Monday, May 7, 2007

How Does An Aqualung Work?

Aqualung is a modern aid to diving. It makes it possible for a diver to go on berating underwater. He carries his own air supply with him, strapped to his back. He is a free diver.
For air supply the aqualung has two or more sturdy steel bottles filled with compressed air. A special valve gradually lets the air out of the bottles. A hose from the valve goes to a mouthpiece. The diver has to breathe through his mouth because; his nose is covered with a face plate.
With the aqualung strapped to his back and a heavy belt to keep him down, a man can swim almost as freely as a fish. He uses big flippers on his feet, so he does not need his hands for swimming. He can even hold a camera or a fishing spear. In shallow water he may be able to stay down for half an hour or more.
There is a problem in deep diving. The compressed air in the aqualung bottles is about four-fifths nitrogen and about one-fifth oxygen, like ordinary air. We need oxygen to stay alive. Ordinary the nitrogen we breathe in is breathed out again. But as the pressure of the air increases, some of the nitrogen dissolves in blood and tissues.

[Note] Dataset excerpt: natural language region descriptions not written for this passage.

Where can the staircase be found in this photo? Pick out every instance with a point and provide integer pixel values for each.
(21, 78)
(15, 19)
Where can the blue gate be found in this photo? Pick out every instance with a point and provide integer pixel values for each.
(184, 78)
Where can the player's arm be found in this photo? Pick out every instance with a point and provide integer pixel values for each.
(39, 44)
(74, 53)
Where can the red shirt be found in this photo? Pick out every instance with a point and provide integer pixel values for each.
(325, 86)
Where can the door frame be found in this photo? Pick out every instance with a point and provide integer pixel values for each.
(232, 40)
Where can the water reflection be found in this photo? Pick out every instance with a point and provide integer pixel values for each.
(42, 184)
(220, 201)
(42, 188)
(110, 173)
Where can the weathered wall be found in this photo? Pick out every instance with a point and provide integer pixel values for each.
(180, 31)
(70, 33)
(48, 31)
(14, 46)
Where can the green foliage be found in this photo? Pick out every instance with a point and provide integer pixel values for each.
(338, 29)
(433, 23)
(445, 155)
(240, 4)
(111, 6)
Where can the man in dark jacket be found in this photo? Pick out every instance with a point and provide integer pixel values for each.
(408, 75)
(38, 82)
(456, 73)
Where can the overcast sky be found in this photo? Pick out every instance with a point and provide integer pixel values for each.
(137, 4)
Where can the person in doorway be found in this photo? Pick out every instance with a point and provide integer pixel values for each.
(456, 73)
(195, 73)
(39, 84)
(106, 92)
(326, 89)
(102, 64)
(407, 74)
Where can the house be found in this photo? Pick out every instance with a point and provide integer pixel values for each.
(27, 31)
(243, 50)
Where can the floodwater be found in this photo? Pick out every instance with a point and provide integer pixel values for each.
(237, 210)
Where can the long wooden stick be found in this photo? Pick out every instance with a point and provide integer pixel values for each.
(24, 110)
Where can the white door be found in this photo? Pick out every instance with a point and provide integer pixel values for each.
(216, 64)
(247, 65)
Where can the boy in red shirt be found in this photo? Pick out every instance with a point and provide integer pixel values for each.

As the diver comes up, the nitrogen must leave his blood and tissues. If it cannot come out fast enough through his lungs, it turns into tiny bubbles inside his body. The bubbles squeeze nerves and block blood vessels and the diver is overcome by the ‘bends’. The diver feels great pain. A bad case of the bends may kill him or cripple him for life.
This is why diver must come up quite slowly when he is down to a depth of two hundred or three feet. And he must stop often on the way up.